Asparagus with Herb Sauce
Nutritional values
(Percentage of daily recommendation)
Calorie | 361 cal. | (17 %) | ||
Protein | 24 g | (24 %) | ||
Fat | 22 g | (19 %) | ||
Carbohydrates | 15 g | (10 %) | ||
Sugar added | 1 g | (4 %) | ||
Roughage | 7.4 g | (25 %) |
Vitamin A | 0.7 mg | (88 %) | ||
Vitamin D | 1.2 μg | (6 %) | ||
Vitamin E | 11.3 mg | (94 %) | ||
Vitamin K | 210.1 μg | (350 %) | ||
Vitamin B₁ | 0.6 mg | (60 %) | ||
Vitamin B₂ | 0.8 mg | (73 %) | ||
Niacin | 13.3 mg | (111 %) | ||
Vitamin B₆ | 0.5 mg | (36 %) | ||
Folate | 561 μg | (187 %) | ||
Pantothenic acid | 3.2 mg | (53 %) | ||
Biotin | 11.1 μg | (25 %) | ||
Vitamin B₁₂ | 2 μg | (67 %) | ||
Vitamin C | 104 mg | (109 %) | ||
Potassium | 1,292 mg | (32 %) | ||
Calcium | 181 mg | (18 %) | ||
Magnesium | 103 mg | (34 %) | ||
Iron | 4.7 mg | (31 %) | ||
Iodine | 45 μg | (23 %) | ||
Zinc | 4.1 mg | (51 %) | ||
Saturated fatty acids | 12.8 g | |||
Uric acid | 166 mg | |||
Cholesterol | 89 mg | |||
Complete sugar | 13 g |
Ingredients
- For the watercress foam sauce
- 2 shallots
- 1 bunch Watercress
- 2 Tbsps butter
- 50 milliliters dry Riesling
- 400 milliliters Veal stock (jarred)
- 100 grams Smoked salmon
- 150 grams Crème fraiche
- salt
- cayenne pepper
Preparation steps
Rinse the asparagus thoroughly. Peel and trim off the woody ends. Tie 4 asparagus together. Bring water to a boil with with salt, butter, and sugar. Cook the asparagus for about 18 minutes.

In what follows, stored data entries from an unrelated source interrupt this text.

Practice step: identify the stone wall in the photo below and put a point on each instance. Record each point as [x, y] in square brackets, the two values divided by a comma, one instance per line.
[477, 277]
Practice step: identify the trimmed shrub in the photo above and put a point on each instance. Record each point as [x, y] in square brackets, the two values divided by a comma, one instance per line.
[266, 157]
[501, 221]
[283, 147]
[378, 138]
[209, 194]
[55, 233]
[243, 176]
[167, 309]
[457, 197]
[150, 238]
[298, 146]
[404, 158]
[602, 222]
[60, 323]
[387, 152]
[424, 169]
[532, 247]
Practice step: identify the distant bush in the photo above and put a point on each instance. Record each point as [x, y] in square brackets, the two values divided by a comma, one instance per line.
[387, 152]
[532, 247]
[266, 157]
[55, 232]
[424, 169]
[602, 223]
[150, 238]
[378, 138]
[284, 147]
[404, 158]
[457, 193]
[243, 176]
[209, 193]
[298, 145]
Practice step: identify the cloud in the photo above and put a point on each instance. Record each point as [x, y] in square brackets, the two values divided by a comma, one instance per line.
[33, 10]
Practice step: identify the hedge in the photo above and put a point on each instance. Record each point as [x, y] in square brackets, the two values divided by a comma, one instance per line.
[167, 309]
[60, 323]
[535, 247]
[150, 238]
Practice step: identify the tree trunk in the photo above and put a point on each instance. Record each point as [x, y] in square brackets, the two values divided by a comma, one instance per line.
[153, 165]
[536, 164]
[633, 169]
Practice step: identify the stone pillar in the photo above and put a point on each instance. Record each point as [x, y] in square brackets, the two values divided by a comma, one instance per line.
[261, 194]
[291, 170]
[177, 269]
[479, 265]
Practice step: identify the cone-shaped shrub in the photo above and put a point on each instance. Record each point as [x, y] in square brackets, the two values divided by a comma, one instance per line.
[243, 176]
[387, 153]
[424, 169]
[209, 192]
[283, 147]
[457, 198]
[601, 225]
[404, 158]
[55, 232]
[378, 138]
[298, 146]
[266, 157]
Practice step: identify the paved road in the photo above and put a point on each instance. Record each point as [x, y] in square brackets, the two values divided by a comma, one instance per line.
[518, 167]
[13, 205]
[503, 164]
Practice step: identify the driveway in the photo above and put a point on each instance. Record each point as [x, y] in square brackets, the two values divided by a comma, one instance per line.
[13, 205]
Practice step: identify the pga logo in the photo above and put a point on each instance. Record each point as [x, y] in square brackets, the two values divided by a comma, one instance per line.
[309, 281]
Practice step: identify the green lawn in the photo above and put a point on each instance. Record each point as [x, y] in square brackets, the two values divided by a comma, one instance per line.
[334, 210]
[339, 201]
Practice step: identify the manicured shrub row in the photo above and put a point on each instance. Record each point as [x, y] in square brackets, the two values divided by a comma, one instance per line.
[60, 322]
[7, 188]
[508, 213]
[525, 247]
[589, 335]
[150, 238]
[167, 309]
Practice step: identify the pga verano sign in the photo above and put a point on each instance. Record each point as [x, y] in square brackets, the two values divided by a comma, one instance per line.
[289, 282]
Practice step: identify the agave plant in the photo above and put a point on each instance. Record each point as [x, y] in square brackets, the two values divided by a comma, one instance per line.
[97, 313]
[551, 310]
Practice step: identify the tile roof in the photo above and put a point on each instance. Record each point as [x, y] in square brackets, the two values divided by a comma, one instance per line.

For the watercress sauce, peel and finely chop the shallots. Rinse and dry the watercress. Remove the leaves and chop, reserving a few leaves for garnish.
Sweat the shallots in the butter, then deglaze with the riesling and the stock. Bring to a boil and reduce by 1/3. Add the creme fraiche and 1 pinch of salt. Season to taste with the cayenne pepper and bring to a boil. Add the watercress, simmer shortly, and puree the mixture with an immersion blender until frothy.
Remove the asparagus from the boiling water, then drain well.
Thinly slice the salmon.
Arrange the asparagus on warmed plates, and top with the sauce. Garnish with the reserved watercress and the salmon.